Le déshonneur et la guerre

Quand quelque chose déplaît, choque, met en rage, finalement l’implacable logique de certains, pour qu’elle tombe dans l’oubli, c’est de ne rien dire, de ne pas commenter, de ne pas conspuer, de ne pas dénoncer, c’est de laisser le poisson se noyer dans l’indifférence générale, souvent glauque. Ainsi le temps qui passe engloutit tout, le meilleur mais souvent le pire et par la-même, tue le souvenir.
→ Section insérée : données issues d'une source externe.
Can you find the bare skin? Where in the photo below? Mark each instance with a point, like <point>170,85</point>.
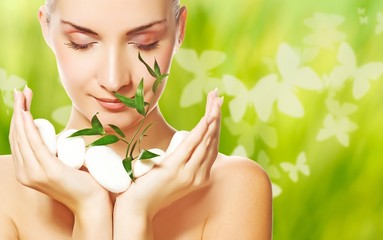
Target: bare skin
<point>195,193</point>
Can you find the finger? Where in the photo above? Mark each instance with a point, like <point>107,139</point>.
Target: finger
<point>21,147</point>
<point>188,144</point>
<point>209,101</point>
<point>206,152</point>
<point>38,148</point>
<point>28,97</point>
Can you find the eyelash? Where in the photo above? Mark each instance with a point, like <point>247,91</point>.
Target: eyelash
<point>147,47</point>
<point>141,47</point>
<point>77,46</point>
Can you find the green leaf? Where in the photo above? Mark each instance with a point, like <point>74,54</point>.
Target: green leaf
<point>133,147</point>
<point>157,69</point>
<point>139,98</point>
<point>117,130</point>
<point>127,101</point>
<point>85,132</point>
<point>96,125</point>
<point>158,82</point>
<point>150,70</point>
<point>147,155</point>
<point>105,140</point>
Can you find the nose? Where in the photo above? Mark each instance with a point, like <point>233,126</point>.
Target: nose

Faire l’autruche et inviter les autres à en faire autant pour que meurt étouffée, la bête immonde. Ah oui, mais j’oubliais… « L’enfer c’est les autres », en l’occurrence ceux pas décidés à se laisser submerger par l’eau boueuse, ceux qui ne veulent pas de l’oubli parce que c’est trop facile, ceux qui veulent que chacun sache pourquoi il se bat, pourquoi il refuse de lâcher l’affaire.

C’est ainsi que les seconds empoisonnent les premiers à juste titre. On a beau dire, on a beau faire, l’évolution se fait toujours au prix de la bataille entre deux mondes, celui qui choisit le déshonneur et celui qui choisit la guerre.